Monday, February 3, 2025

Tao of K-drama: An Alien in Our Midst

The 2013 K-drama My Love from the Star is a story about an alien who is trapped on Earth in 1609 and waits 400 years for the next flight home. The alien doesn't age and has abilities far above those of an average human being. He has to be careful to hide himself, going to great lengths to disappear at regular intervals and come back as a different person. He pays a price for this -- he explains at one point that he served in the army 47 times. And he stays at a distance from people and things, reasoning that if he would be sad not to be able to take it with him, he shouldn't have. All of this is well and good until he meets his match, the over-the-top actress, Chun Song-yi just three months before his ship is to come in. 

He is living under the name Doh Min-jun (somewhat like Winnie-the-Pooh living under the name of Sanders). He is cultured, serene and withdrawn. She is loud, incessantly active, remarkably ignorant and prone to make silly errors of all kinds. Yet nearly as soon as he meets her, he "wants to have her." He helps her out of all manner of scrapes and she comes to rely on and love him. He is supposed to leave on the ship and fears that he doesn't leave, he will die. But more important than preserving his anonymity or his life is his wish to protect the one he loves. 

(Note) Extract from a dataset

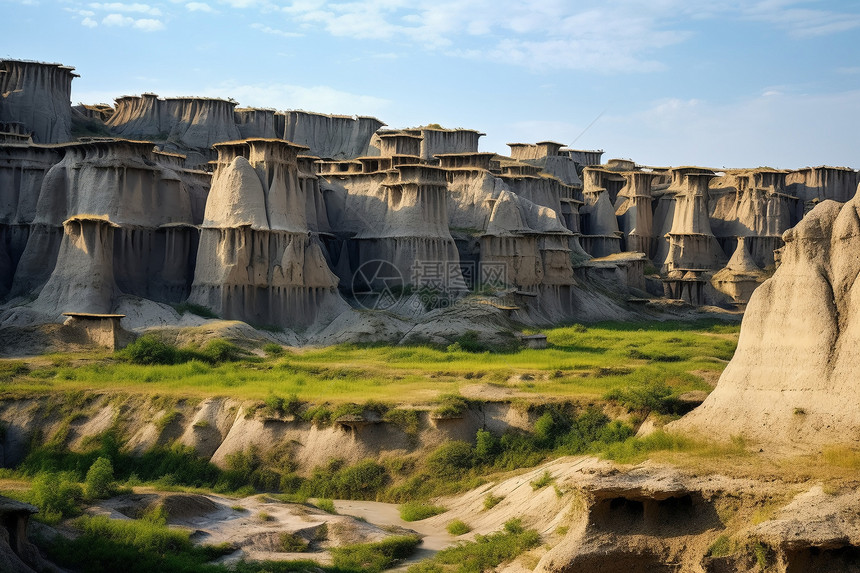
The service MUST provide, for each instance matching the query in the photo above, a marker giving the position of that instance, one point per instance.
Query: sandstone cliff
(37, 95)
(793, 377)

This show is a comedy, but has a dark underbelly of a serial killer on the loose, and edging towards Chun Song-yi. As it turns out, Doh Min-jun can only protect her by revealing himself. When she is in danger, despite the crowd of reporters watching and recording everything, he scoops her up and teleports her to a safe place. 

And this is where the show gets interesting: we don't have the ET scenario of trying to outrun NASA or some other alien hunters. People are interested, but the show ignores that and keeps its focus on the manner in which Doh Min-jun faces his other problem, that of dying if he doesn't get on the ship. 

At this moment of hysteria about "aliens" invading the United States, I find the calm of My Love from the Star refreshing and somehow plausible. As K-dramas often do, the show raises the "Why not?" 

The show focuses instead on the point that, in the presence of Love, the cool, detached spaceman violated the rules that had protected him for 400 years. It is a moment from the song, "In my world only you/make me do for love what I would not do."

This is worth pondering -- that LOVE is the most powerful force, and worth our attention more than our fears are.